Ян поднес окуляры к глазам и едва не ахнул: в группе пассажиров к стоявшему в стороне самолету того
же типа в котором летели они, шел Черчилль с громадной сигарой во рту… Его массивная сутуловатая фигура с
длинными руками выделялась среди остальных. Ян уже открыл было рот для вопроса, но так ничего и не
произнес: он вовремя вспомнил уроки пана Марека.
Ян вернул бинокль Коблицу. Тот еще раз вгляделся в группу пассажиров, спрятал бинокль.
- Боюсь, Ян, что наблюдаем за посадкой не только мы, - очень серьезно сказал Коблиц. - Что ж,
вернемся ил борт.
Их самолет взлетел минут через сорок.
А еще через полчаса Коблиц прошел в кабину экипажа и долго не возвращался. Монотонно, мощно
ревели моторы. "Либерейтор" уверенно плыл в ночных глубинах неба.

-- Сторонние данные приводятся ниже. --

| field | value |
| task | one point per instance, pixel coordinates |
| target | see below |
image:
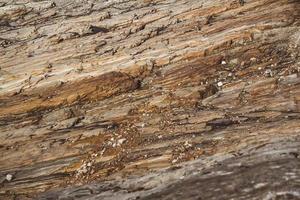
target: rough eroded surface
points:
(150, 99)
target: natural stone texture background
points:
(150, 99)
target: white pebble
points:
(8, 177)
(220, 84)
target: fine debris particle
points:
(9, 177)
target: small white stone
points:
(220, 84)
(8, 177)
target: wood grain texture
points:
(126, 99)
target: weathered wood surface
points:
(150, 99)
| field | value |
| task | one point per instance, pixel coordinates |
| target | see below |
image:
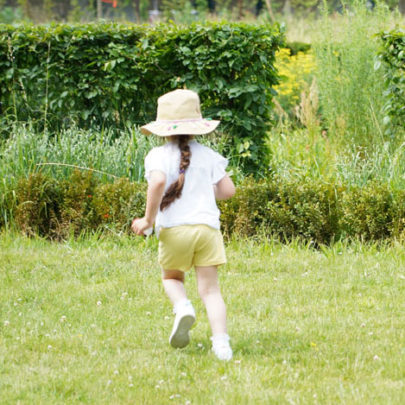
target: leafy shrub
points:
(284, 209)
(372, 212)
(393, 55)
(303, 208)
(37, 208)
(118, 203)
(78, 204)
(112, 75)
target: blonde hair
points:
(175, 189)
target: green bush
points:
(305, 209)
(392, 54)
(79, 204)
(300, 208)
(372, 212)
(37, 205)
(111, 75)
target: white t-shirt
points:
(197, 204)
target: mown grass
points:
(87, 321)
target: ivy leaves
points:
(112, 75)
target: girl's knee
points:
(173, 275)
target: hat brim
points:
(195, 127)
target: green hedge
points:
(320, 212)
(112, 75)
(393, 55)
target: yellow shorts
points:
(185, 246)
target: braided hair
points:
(175, 189)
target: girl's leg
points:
(210, 293)
(208, 288)
(173, 283)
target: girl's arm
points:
(156, 188)
(224, 189)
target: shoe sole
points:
(180, 337)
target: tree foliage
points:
(111, 75)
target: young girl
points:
(184, 180)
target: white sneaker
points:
(221, 347)
(185, 317)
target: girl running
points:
(185, 179)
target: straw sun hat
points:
(179, 113)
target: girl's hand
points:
(141, 226)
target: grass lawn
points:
(88, 322)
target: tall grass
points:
(120, 155)
(301, 153)
(351, 90)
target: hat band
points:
(182, 120)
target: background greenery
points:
(333, 165)
(111, 76)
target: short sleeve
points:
(154, 161)
(218, 168)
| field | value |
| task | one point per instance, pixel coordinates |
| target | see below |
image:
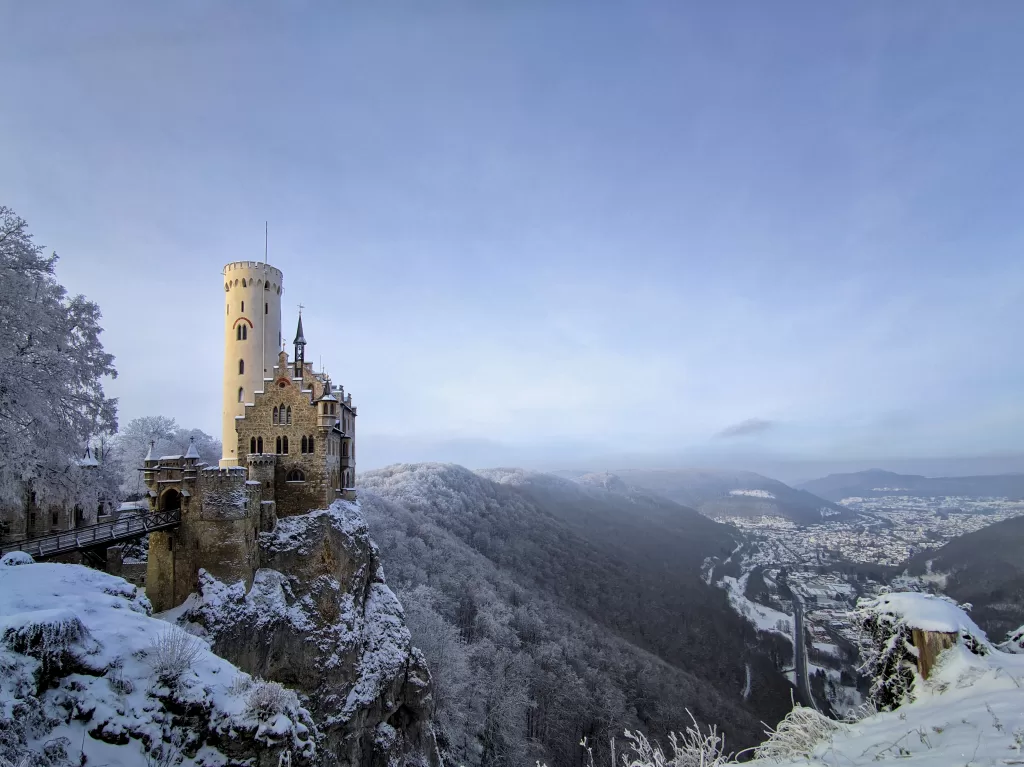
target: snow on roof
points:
(928, 612)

За иллюминаторами покачивались синие
звезды.
Минуло не менее часа, пока вернулся Коблиц. Плюхнулся рядом с Яном на сиденье и тихо сказал:
- Пришла шифровка. Тот самолет сбили. Экипаж и все тринадцать пассажиров на дне…
"Ну вот, - отметил про себя Ян. - Я участвую еще в одной драме. Конечно, постановка не моя. Я скорее
обыкновенный статист. Но в подобных спектаклях льется не подкрашенная водичка, а настоящая кровь. И,
несомненно, один из режиссеров сидит со мной рядом".
Коблиц, отклонившись в сторону, поглядел на Черчилля. Премьер, мирно посапывая, дремал.
- Я знал, что нацисты попытаются где-то нас найти, - вздохнул Коблиц. - А Лиссабон буквально
кишит ими.
- Вам хоть известно имя того двойника? - набрался смелости Ян.
Коблиц задумчиво глядел прямо перед собой.
- Услышите - и тотчас забудьте, Ян. Англичанин, фамилия Чинколс.
- Он хоть… догадывался?
Коблиц усмехнулся.
- Догадывался? Он сразу понял, в чем дело. А дело пахло хорошенькой суммой… Если уж хотите
начистоту, не знал только экипаж… Но, кажется, мы сберегли здоровье нашему божеству…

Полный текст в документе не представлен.